Vietnam to tighten credit for high-end property developments: Central bank governor

By Ngan Anh   November 17, 2017 | 05:27 pm GMT+7
Vietnam to tighten credit for high-end property developments: Central bank governor
A man on a bicycle rides past the State Bank of Vietnam in Hanoi. Photo by Reuters

The use of short-term funds for medium- to long-term loans will be cut.

Vietnam's central bank plans to issue a circular to the country's commercial banks instructing them to prioritize credit for low-cost housing and social housing projects while slashing loans for high-end and mid-level developments.

Governor of the State Bank of Vietnam Le Minh Hung made the remark at a National Assembly Q&A session on Friday.
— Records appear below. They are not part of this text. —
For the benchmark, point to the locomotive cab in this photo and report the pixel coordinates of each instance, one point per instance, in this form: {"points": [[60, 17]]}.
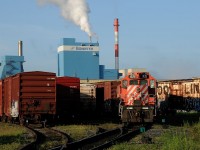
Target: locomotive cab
{"points": [[138, 98]]}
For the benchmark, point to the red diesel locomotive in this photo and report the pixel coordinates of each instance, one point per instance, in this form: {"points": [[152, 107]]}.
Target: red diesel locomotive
{"points": [[138, 98]]}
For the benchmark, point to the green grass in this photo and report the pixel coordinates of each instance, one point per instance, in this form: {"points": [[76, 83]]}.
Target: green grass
{"points": [[12, 136], [77, 132], [176, 138]]}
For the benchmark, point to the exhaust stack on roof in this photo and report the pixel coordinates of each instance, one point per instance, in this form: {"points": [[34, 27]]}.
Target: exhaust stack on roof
{"points": [[20, 44], [116, 25]]}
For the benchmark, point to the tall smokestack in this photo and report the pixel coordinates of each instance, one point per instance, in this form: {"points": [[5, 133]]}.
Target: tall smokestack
{"points": [[20, 44], [20, 53], [116, 25]]}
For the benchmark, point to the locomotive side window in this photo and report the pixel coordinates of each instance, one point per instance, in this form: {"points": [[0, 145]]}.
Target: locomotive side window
{"points": [[133, 82], [143, 82], [124, 84], [152, 84]]}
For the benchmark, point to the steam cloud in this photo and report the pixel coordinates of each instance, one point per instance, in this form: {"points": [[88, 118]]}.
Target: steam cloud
{"points": [[74, 10]]}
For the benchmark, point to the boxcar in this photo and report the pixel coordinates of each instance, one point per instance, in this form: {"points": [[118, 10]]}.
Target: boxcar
{"points": [[1, 99], [179, 95], [111, 98], [68, 97], [87, 98], [30, 96]]}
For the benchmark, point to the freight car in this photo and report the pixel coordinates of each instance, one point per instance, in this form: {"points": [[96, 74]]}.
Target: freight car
{"points": [[28, 96], [179, 95], [68, 97], [138, 98], [99, 99]]}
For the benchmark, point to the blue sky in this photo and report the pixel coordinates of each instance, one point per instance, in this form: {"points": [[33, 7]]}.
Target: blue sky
{"points": [[161, 36]]}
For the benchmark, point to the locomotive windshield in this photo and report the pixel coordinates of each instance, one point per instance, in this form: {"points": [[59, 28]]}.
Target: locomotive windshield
{"points": [[143, 82], [133, 82], [152, 84]]}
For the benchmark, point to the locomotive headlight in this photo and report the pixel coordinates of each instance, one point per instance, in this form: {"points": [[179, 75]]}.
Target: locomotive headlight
{"points": [[129, 108]]}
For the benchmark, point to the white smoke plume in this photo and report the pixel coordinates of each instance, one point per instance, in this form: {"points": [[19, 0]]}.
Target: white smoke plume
{"points": [[74, 10]]}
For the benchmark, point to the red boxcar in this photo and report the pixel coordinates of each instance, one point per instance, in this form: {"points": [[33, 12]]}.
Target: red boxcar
{"points": [[68, 96], [30, 95]]}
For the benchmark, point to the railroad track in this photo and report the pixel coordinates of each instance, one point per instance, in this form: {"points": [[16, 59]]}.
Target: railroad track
{"points": [[105, 139], [59, 140], [46, 139]]}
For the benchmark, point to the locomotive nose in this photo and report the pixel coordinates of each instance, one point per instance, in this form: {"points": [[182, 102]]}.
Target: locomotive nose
{"points": [[138, 90]]}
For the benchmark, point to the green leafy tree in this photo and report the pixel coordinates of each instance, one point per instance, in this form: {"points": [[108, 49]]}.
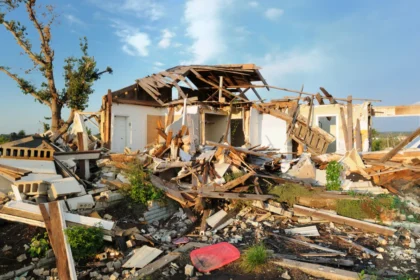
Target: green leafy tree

Banks will be allowed to use no more than 50 percent of their short-term funds for medium- to long-term purposes including mortgages until the end of this year. The ratio will be slashed to 45 percent in 2018 and 40 percent in 2019, according to the draft circular revised by the central bank.

According to the central bank, long and medium-term credit accounts for 53-55 percent of the total loans offered by commercial banks, while long and medium-term funds make up only 13-15 percent of their total mobilized capital. The unbalance in using short-term funds for medium-to long-term purposes could pose huge risks to banks, said experts.

The central bank has also raised the risk ratio of property loans at commercial banks to 200 percent from 150 percent.

Property loans have reached VND400 trillion ($176.12 million), accounting for 6.5 percent of total outstanding loans in the country, Hung said.

Some legislatures have expressed concerns that banks could offer more property loans in a bid to reach the credit growth target for this year. Governor Hung quashed these remarks, saying the target was set by the government and banks are not under pressure to reach it at all costs.

Credit growth reached 10.6 percent in the first nine months of this year, leaving the annual growth target of 18-20 percent seemingly out of reach.